The following is to be attached to the application:
-written consent from the parent or legal guardian that the child is allowed to perform the work or gainful activity;
-an opinion from a psychological/pedagogical advisor finding no objections to performance of the work or gainful activity by the child;
-a note from a physician allowing the child to perform the work or gainful activity.
With respect to the compulsory education of children during the period in which they are working are exercising another gainful activity, an evaluation must be obtained from the responsible director of the school which the child is attending.

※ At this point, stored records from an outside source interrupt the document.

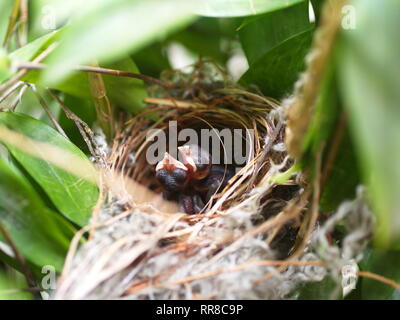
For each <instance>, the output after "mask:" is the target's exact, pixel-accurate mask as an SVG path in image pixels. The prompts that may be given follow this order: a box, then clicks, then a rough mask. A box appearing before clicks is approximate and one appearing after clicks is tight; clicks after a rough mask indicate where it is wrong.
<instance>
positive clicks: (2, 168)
mask: <svg viewBox="0 0 400 320" xmlns="http://www.w3.org/2000/svg"><path fill="white" fill-rule="evenodd" d="M56 217H57V215H56V213H54V212H52V211H51V210H49V209H47V208H46V207H45V206H44V204H43V202H42V201H41V199H40V198H39V197H38V196H37V194H36V193H35V191H34V190H33V189H32V187H31V186H30V185H29V184H28V183H27V181H26V180H25V179H24V178H23V177H22V176H21V175H20V174H19V173H17V172H16V171H15V170H13V169H11V168H10V167H9V166H8V165H7V164H6V163H5V162H4V160H2V159H0V223H1V224H2V226H3V227H4V228H5V229H6V231H7V233H8V234H9V235H10V237H11V238H12V240H13V242H14V244H15V245H16V247H17V249H18V251H19V252H20V253H21V254H22V255H23V256H24V257H25V258H26V259H27V260H29V261H31V262H33V263H34V264H36V265H38V266H43V265H53V266H54V267H55V268H56V269H57V270H60V269H61V267H62V265H63V261H64V256H65V254H66V252H67V250H68V245H69V241H70V238H71V236H72V233H71V229H70V227H68V228H62V227H61V224H60V223H59V222H60V221H59V220H57V218H56ZM64 226H66V225H64ZM3 241H4V240H3Z"/></svg>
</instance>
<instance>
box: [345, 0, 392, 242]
mask: <svg viewBox="0 0 400 320" xmlns="http://www.w3.org/2000/svg"><path fill="white" fill-rule="evenodd" d="M351 4H352V5H354V8H355V11H356V12H357V27H356V29H355V30H343V32H342V40H343V42H342V55H341V65H340V80H341V90H342V92H343V96H344V102H345V107H346V108H347V110H348V113H349V117H350V121H351V128H352V133H353V135H354V139H355V141H356V142H357V146H358V150H357V151H358V152H359V158H360V159H362V162H361V165H362V169H363V174H364V180H365V181H366V182H367V183H368V185H369V191H370V194H371V200H372V204H373V209H374V212H375V213H376V216H377V219H378V221H377V229H376V233H375V235H376V237H375V240H376V244H377V245H379V246H384V247H388V246H395V247H396V248H400V215H399V212H400V197H399V195H398V192H399V190H400V170H399V169H398V166H399V163H400V148H399V141H400V125H399V123H400V108H399V101H400V90H399V88H400V65H399V63H398V59H399V55H400V42H399V41H398V30H400V20H399V16H400V3H399V2H398V1H395V0H382V1H379V2H377V1H374V0H364V1H354V2H351ZM383 32H384V35H383Z"/></svg>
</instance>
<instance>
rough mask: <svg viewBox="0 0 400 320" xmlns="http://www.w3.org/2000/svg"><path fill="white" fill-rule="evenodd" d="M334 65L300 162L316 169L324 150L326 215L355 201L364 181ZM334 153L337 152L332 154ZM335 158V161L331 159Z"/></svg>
mask: <svg viewBox="0 0 400 320" xmlns="http://www.w3.org/2000/svg"><path fill="white" fill-rule="evenodd" d="M335 61H336V60H335V59H334V57H332V59H331V61H330V66H329V67H328V69H327V70H326V72H325V75H324V77H323V80H322V81H321V86H320V91H319V95H318V98H317V101H316V104H315V107H314V111H313V115H312V117H313V118H312V121H311V123H310V126H309V129H308V131H307V133H306V136H305V138H304V142H303V156H302V159H301V162H302V163H303V166H304V167H308V168H313V167H314V166H315V159H316V154H317V152H318V150H319V148H320V146H323V147H324V154H323V157H322V166H323V170H325V169H326V166H329V172H328V175H327V177H325V178H326V181H324V185H322V194H321V199H320V208H321V210H322V211H323V212H329V211H334V210H336V209H337V208H338V206H339V205H340V203H341V202H343V201H345V200H349V199H353V198H354V196H355V191H356V187H357V185H358V184H359V183H360V180H361V179H360V174H359V168H358V162H357V158H356V155H355V152H354V143H353V141H352V139H351V136H350V133H349V130H348V126H347V121H346V116H345V114H344V113H343V107H342V103H341V101H340V98H339V92H338V88H337V77H336V73H335V67H336V63H335ZM336 144H338V145H336ZM334 149H336V151H332V150H334ZM331 152H334V153H331ZM332 155H333V158H332V159H328V157H332ZM328 161H329V162H330V163H328Z"/></svg>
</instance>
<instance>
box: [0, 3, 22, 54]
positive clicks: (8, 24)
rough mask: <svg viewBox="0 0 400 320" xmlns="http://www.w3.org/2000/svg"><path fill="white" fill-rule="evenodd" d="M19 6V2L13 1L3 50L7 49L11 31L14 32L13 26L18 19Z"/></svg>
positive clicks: (3, 42) (11, 34) (15, 22)
mask: <svg viewBox="0 0 400 320" xmlns="http://www.w3.org/2000/svg"><path fill="white" fill-rule="evenodd" d="M20 5H21V0H15V1H14V6H13V8H12V11H11V15H10V21H9V23H8V27H7V31H6V35H5V36H4V41H3V47H4V48H5V47H7V43H8V41H9V40H10V38H11V35H12V33H13V31H14V28H15V24H16V22H17V18H18V13H19V9H20Z"/></svg>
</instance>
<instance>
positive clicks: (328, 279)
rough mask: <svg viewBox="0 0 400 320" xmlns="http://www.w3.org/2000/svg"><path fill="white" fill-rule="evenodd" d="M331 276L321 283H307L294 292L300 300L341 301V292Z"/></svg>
mask: <svg viewBox="0 0 400 320" xmlns="http://www.w3.org/2000/svg"><path fill="white" fill-rule="evenodd" d="M338 289H339V285H338V283H336V282H335V281H334V280H333V279H332V277H331V276H329V275H328V276H325V278H324V279H322V280H321V281H316V282H305V283H303V284H301V285H300V286H299V287H298V288H296V289H295V290H294V292H292V295H294V296H295V297H296V299H298V300H332V299H341V290H338Z"/></svg>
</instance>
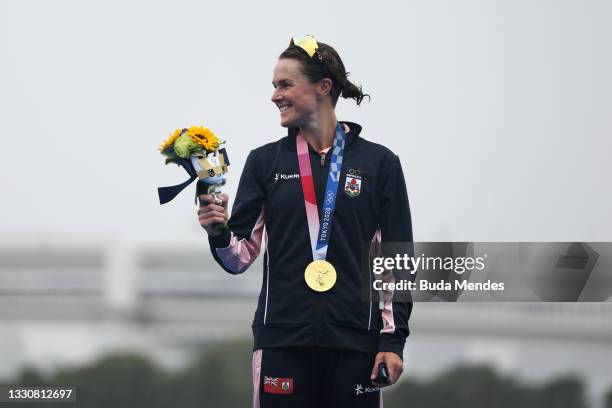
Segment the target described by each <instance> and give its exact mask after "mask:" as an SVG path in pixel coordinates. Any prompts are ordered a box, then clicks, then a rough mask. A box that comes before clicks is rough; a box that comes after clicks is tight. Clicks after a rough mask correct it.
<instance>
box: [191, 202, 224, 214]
mask: <svg viewBox="0 0 612 408" xmlns="http://www.w3.org/2000/svg"><path fill="white" fill-rule="evenodd" d="M210 211H219V212H225V207H222V206H220V205H217V204H206V205H203V206H200V208H198V214H203V213H206V212H210Z"/></svg>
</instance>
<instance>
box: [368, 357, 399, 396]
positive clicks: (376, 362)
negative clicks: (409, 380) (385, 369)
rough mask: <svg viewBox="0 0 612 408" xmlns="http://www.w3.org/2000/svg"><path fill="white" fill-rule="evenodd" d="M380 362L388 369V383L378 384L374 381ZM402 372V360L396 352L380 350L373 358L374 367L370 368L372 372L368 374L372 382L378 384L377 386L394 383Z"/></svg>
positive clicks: (398, 377) (396, 380)
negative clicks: (388, 379) (395, 352)
mask: <svg viewBox="0 0 612 408" xmlns="http://www.w3.org/2000/svg"><path fill="white" fill-rule="evenodd" d="M380 363H385V364H386V365H387V368H388V369H389V383H388V384H379V383H377V382H374V380H375V379H376V377H378V365H379V364H380ZM403 372H404V362H403V361H402V359H401V358H400V356H398V355H397V354H395V353H393V352H385V351H381V352H380V353H378V354H376V359H375V360H374V367H373V368H372V374H371V375H370V379H371V380H372V384H374V385H378V386H379V387H386V386H389V385H392V384H395V383H396V381H397V380H398V379H399V377H400V376H401V375H402V373H403Z"/></svg>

The permit should include:
- personal information about the child and the legal guardian or representative;
- designation of the institution which is exercising the activity provided for in § 1;
- designation of the type of work or other gainful activity which may be performed by the child;
- designation of the time frame during which the child may perform the work or other gainful activity;
- designation of the daily workload for the work or other gainful activity;
- other information which may be needed for the welfare of the child or based on the type and character of the work and the conditions of the work or gainful activity.
The permit is to be revoked by the competent labor inspector on the application of the parent or legal guardian. The inspector is authorized to revoke the permit ex officio if it is found that the conditions under which the child is working do not conform to the conditions defined in the permit.
Article 304 of the Labor Code will remain in effect through 1 May 2004, i.e. until Poland's accession to the EU.